If I were writing Leo's colorizer from scratch, I would scrap the way it works. This Engineering Notebook post:
- Discusses ideas that arose from my recent work with @language jupytext.
- Shows how to use these ideas to extend Leo's colorizer safely.
Terminology
Remember this crucial distinction:
- A mode file is a file in the leo/modes directory.
- Leo's colorizer is an instance of the JEditColorizer class in leo/core/colorizer.py.
Tokenizing mode files
When importing a mode file, say x.py, Leo's colorizer will first look for a file named token_x.py.
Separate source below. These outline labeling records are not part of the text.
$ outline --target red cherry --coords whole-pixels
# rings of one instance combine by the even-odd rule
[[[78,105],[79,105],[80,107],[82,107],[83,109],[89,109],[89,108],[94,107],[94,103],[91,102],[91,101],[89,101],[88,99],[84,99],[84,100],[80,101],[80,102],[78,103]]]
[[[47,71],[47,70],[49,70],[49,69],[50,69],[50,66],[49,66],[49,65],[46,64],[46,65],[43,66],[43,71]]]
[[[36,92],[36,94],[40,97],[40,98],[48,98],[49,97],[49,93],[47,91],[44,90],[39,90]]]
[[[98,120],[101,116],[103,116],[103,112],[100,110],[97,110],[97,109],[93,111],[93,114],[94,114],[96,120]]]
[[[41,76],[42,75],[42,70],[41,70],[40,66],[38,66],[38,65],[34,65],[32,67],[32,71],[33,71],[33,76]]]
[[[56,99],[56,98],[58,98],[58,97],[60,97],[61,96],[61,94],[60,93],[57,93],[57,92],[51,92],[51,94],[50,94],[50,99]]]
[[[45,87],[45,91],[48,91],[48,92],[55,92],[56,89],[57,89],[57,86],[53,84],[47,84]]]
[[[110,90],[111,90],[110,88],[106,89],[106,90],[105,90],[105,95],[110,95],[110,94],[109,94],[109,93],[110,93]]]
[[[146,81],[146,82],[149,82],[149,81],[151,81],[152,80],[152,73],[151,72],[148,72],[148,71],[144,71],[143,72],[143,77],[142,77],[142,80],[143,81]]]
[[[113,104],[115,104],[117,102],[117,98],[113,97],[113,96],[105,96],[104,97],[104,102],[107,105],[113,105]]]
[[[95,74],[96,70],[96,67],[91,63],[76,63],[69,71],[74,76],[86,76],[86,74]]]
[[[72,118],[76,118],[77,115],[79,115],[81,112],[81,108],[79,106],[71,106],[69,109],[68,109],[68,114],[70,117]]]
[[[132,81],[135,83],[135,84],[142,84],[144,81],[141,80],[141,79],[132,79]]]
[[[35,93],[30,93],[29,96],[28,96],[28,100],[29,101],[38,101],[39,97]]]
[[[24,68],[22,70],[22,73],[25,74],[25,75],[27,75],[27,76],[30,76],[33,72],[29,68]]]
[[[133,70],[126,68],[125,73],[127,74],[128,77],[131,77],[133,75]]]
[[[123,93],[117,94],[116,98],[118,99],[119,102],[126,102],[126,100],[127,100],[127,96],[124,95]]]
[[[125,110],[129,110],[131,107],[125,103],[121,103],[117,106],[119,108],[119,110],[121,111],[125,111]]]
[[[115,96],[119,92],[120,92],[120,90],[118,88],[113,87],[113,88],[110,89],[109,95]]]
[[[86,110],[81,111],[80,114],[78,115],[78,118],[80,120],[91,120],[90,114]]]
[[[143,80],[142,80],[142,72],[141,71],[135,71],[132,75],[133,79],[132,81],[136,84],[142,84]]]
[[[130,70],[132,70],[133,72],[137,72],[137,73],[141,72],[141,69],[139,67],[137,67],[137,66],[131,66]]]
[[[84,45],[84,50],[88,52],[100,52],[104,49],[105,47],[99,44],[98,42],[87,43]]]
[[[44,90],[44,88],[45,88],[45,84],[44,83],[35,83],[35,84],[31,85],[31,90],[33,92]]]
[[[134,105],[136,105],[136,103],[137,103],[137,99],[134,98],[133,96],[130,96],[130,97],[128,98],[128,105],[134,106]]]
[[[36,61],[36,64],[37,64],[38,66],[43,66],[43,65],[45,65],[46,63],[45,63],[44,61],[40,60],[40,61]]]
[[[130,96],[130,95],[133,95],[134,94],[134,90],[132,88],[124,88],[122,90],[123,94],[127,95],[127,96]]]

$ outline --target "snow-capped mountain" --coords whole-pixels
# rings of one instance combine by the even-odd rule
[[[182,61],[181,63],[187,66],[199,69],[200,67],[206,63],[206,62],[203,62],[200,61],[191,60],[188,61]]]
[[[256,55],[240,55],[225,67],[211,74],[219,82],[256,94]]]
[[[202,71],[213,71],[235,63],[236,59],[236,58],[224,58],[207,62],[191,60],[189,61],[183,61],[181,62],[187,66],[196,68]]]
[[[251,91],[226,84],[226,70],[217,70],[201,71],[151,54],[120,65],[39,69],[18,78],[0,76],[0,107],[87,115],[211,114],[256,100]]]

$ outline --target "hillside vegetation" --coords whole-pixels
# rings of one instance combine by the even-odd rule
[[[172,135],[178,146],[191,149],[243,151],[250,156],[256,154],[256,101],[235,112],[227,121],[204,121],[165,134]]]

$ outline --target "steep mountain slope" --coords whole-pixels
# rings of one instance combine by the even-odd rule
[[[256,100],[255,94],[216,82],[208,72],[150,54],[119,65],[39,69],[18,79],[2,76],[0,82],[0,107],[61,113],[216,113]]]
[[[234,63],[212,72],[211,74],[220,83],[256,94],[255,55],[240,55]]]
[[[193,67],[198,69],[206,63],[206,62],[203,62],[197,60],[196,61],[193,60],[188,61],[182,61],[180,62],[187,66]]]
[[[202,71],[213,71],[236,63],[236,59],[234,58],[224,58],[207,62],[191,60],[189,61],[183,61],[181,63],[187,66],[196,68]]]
Let's call such files tokenizing mode files. Such files must have top-level init_text and colorize_line functions. Tokenize mode files may also have other top-level functions. See below.
When colorizing a tokenizing mode file, the colorizer will call init_text(p.b) whenever p changes.
To colorize each line, the colorizer will use this new main loop:
This new main loop should be much faster than the existing main loop! It colorizes by lines, not characters!
Design of tokenizing mode files
Tokenizing mode files will keep track of their own state.
Most mode files will be line-oriented tokenizers. token_python.py might even use Python's tokenizer module! The speedup should be significant.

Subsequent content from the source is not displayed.